Dolandırıcılığın hızla yayılması

‘Gizli eşleştirme’ yoluyla gerçekleştirilen dolandırıcılık, kullanıcıların güven duygusunu hedef alması nedeniyle son derece tehlikeli olarak değerlendiriliyor. Bir hesabın ele geçirilmesinin ardından saldırganlar, bu hesabı kullanarak mağdurun kişi listesine ve sohbet gruplarına zararlı bağlantılar gönderebiliyor.

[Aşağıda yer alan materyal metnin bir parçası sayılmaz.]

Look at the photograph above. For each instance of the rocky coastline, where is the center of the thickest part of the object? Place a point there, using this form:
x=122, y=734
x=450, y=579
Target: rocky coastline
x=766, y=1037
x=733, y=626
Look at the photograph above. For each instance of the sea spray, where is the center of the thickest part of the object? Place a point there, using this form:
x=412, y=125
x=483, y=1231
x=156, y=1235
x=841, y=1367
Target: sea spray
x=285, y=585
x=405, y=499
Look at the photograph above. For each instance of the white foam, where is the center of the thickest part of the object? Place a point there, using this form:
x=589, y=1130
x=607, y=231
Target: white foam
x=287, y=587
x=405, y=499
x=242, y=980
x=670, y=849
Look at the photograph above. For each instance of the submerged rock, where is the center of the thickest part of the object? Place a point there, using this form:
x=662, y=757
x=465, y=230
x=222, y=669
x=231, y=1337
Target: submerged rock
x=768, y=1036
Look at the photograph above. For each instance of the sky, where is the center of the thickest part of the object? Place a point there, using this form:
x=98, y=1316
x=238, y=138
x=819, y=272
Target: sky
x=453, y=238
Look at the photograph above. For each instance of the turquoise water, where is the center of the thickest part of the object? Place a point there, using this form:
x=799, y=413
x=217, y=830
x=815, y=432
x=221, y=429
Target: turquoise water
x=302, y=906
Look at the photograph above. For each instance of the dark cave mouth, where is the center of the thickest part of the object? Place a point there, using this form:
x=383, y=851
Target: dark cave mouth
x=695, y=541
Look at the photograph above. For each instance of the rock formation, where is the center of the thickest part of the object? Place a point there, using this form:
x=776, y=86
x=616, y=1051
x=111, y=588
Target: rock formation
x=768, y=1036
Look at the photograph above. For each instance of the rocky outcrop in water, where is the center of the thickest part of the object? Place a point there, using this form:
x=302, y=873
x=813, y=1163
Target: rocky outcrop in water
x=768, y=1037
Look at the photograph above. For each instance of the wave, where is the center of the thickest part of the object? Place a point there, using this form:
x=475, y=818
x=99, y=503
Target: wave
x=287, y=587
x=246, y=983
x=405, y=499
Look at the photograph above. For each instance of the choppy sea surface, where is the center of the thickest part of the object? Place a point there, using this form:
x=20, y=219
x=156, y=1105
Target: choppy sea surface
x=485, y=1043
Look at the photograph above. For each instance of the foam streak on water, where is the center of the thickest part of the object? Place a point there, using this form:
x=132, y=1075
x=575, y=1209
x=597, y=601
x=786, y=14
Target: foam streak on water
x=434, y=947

Mesajların tanıdık ve güvenilir kaynaklardan geliyor gibi görünmesi, alıcıların bağlantılara tıklama ihtimalini artırıyor.

Şarku’l Avsat’ın Observer Voice internet sitesinden aktardığına göre, söz konusu dolandırıcılık ilk olarak Avrupa’nın bazı bölgelerinde tespit edildi. Ancak uzmanlar, yöntemin belirli bir coğrafyayla sınırlı olmadığına ve dünya genelinde tüm WhatsApp kullanıcılarını hedef alabileceğine dikkat çekiyor.

Dolandırıcılığın etkinliğini artıran en önemli unsurlardan biri de ‘sosyal mühendislik’ yöntemi. Dolandırıcılar, kullanıcıların kişi listelerindeki isimlere duyduğu güveni ve kendilerini güvende hissetme eğilimini istismar ederek, mağdurların tuzağa daha kolay düşmesini sağlıyor.

‘Gizli eşleştirme’ yöntemi, diğer dolandırıcılıklardan farklı olarak uygulamalardaki teknik açıkları ya da şifreleme zafiyetlerini hedef almıyor. Bu durum, dijital tehditlerde endişe verici bir eğilime işaret ediyor; Saldırganlar, teknik zayıflıklar yerine insan davranışlarını istismar etmeye odaklanıyor.

Kendinizi nasıl koruyabilirsiniz?

Uzmanlar, kullanıcıların ‘gizli eşleştirme’ dolandırıcılığına karşı teknik farkındalıklarını önceliklendirmesi gerektiğini vurguluyor. WhatsApp’ta ‘bağlı cihazlar’ listesinin düzenli olarak kontrol edilmesi, tanımadıkları cihazları tespit edip kaldırmalarına imkân sağlıyor. Ayrıca, kullanıcıların harici web siteleri üzerinden gönderilen eşleştirme kodu veya kimlik doğrulama taleplerine karşı dikkatli olmaları önem taşıyor.

İki adımlı doğrulama (Two-step verification) özelliğinin etkinleştirilmesi, ek bir güvenlik katmanı sağlıyor. Uzmanlar, kullanıcıların beklenmedik mesajlara, hatta tanıdık kişilerden gelenlere bile temkinli yaklaşması ve bağlantılara tıklamadan önce doğruluğunu kontrol etmesi gerektiğini belirtiyor.